During her time in Stillwater, she was involved in many charities and groups. It’s one of the reasons she loves Stillwater.
Jones even loved Stillwater before she came to OSU. While being recruited by a school in the Southeastern Conference, she told the coach that she was considering OSU and he responded by saying he didn’t understand the deal with Stillwater and why it’s special to so many people.
“At the time, I didn’t know what to say to him,” Jones said. “I told him I didn’t know how to explain it. The thing is no one can really explain the feeling you get and the community that you’re surrounded by until you’re actually there and you’re living it day by day. This is just a testament to that with all of the congratulations that I’m getting and everyone being so kind and so sweet.”
Although her college playing days are over, Jones will be returning to Stillwater for one more semester of classes. It will be a different semester for her.
“I get to have one semester as a normal student,” Jones said. “We’ll see how that goes. … I’d love to be around the team as much possible and just volunteer my time.”
Jones spent part of this spring training and trying out for three teams in the National Women’s Soccer League. She was offered a spot on the Houston Dash’s preseason squad for a week as she tried to make the roster. Jones was quite set on heading to Houston when one of her former club coaches talked her into going to Chicago.
The next day, she was on a plane to the Windy City. After two days of tryouts, Jones was offered a four-week preseason stint with the Chicago Red Stars. After scrambling to get her plans together, Jones was back in Chicago a few days later, planning to stay for at least four weeks.
Unfortunately, the COVID-19 pandemic hit the country less than two weeks later.
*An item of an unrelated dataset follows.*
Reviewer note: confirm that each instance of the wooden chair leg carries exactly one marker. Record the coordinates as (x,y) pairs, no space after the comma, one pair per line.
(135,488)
The NWSL came to a temporary halt.
The NWSL just recently announced plans to resume June 27 with a shortened, tournament-style season. This meant no more tryouts and rosters must be filled, which left Jones without a team.
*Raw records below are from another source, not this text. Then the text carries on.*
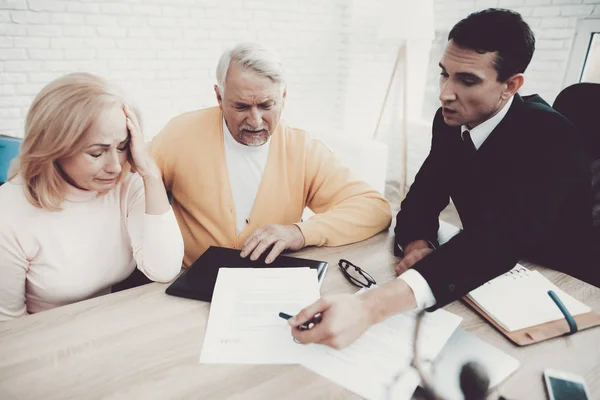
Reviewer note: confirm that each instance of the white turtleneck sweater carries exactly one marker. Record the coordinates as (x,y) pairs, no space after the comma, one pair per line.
(53,258)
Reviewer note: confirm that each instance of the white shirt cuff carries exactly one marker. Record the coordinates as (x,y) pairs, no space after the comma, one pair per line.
(420,288)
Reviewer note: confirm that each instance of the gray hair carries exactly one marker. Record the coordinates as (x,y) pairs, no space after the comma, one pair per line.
(255,56)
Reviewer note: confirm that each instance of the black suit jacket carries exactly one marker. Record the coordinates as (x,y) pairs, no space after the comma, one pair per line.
(525,194)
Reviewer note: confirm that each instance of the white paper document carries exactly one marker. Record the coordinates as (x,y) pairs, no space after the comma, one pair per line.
(367,367)
(244,326)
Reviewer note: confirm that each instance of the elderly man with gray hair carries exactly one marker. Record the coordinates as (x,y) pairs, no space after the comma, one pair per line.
(241,177)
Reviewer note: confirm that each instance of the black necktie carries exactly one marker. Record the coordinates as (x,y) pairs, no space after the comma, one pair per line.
(468,144)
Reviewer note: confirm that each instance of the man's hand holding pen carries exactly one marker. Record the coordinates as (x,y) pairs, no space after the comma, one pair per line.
(343,318)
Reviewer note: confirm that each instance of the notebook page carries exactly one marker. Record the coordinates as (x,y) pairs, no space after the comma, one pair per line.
(520,301)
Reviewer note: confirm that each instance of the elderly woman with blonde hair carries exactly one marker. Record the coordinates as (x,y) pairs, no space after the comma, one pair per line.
(84,203)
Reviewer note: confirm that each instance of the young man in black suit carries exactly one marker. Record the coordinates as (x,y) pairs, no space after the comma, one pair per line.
(515,169)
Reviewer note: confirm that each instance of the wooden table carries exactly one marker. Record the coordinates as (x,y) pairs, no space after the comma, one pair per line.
(142,343)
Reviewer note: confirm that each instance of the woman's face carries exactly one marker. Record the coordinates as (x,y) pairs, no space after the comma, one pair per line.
(106,149)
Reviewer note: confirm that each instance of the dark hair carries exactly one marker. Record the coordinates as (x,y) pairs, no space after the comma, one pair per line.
(497,30)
“I honestly never expected to make the roster by any means,” Jones said. “I just wanted to go and experience it, and I did that. It was an amazing experience and I got to play with players that I’ve seen win a World Cup and I look up to those girls. It was a great experience, but the process is pretty challenging. It was tough, but it was so worth it.”
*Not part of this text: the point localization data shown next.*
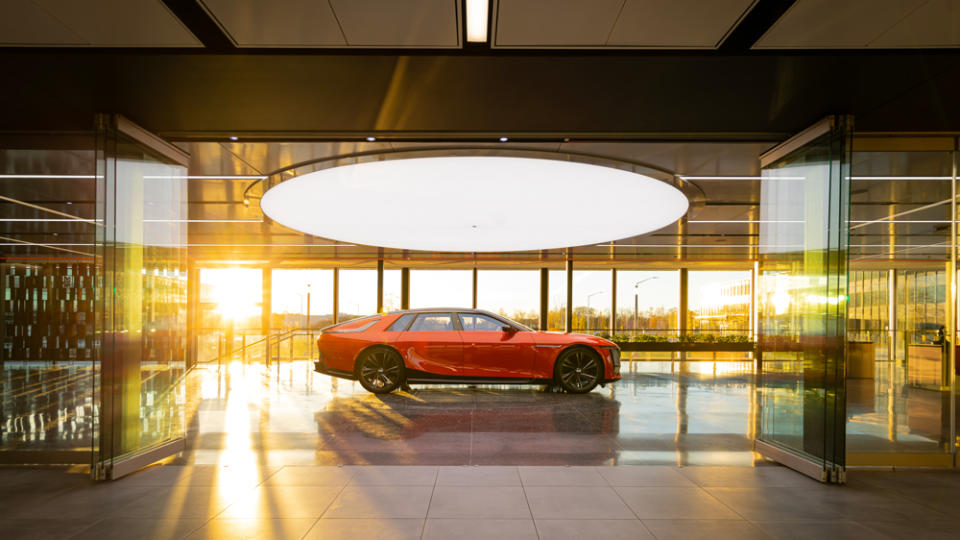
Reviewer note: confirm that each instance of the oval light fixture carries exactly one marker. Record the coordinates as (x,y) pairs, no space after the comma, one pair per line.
(474,203)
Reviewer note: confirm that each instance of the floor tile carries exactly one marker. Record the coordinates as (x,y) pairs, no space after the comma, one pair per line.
(478,502)
(372,528)
(180,501)
(43,529)
(480,529)
(576,503)
(674,503)
(267,502)
(381,501)
(478,476)
(765,504)
(394,476)
(141,529)
(771,475)
(253,529)
(916,530)
(314,475)
(561,476)
(578,529)
(818,530)
(702,529)
(639,475)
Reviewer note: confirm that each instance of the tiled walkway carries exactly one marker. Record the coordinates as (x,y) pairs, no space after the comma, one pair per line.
(465,502)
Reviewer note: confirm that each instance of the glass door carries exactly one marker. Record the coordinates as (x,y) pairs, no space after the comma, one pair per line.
(141,244)
(802,295)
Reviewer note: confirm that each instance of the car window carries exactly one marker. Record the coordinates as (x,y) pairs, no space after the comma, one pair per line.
(401,323)
(432,322)
(475,322)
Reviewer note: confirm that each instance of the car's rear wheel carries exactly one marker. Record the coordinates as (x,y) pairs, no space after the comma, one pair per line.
(380,370)
(578,370)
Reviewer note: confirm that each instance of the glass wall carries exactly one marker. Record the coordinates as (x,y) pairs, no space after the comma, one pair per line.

The idea of trying out again next year is a real possibility, but first Jones wants to finish her academic work.
“I don’t want to just give it up yet, honestly,” Jones said. “I feel like this year I didn’t get the best opportunity to do it. I was thankful I got the opportunity to go up there for two weeks, but I didn’t get to live out the full preseason. I don’t think it’s something that I’ll give up, but I definitely need to get my degree and they won’t have tryouts again until next January.”
Until she can come back to OSU to complete her degree, Jones is now turning her attention to running the OKC Memorial Half Marathon for the first time. The former high school cross country runner said she’s never ran more than 11 miles, so she’s begun training for the 13.1-mile race that’s set for Oct. 4.
“I always have to keep myself busy,” Jones said. “So, that’s what I’m going to do next. … I like to set goals and reach them, and this is the next goal for me.”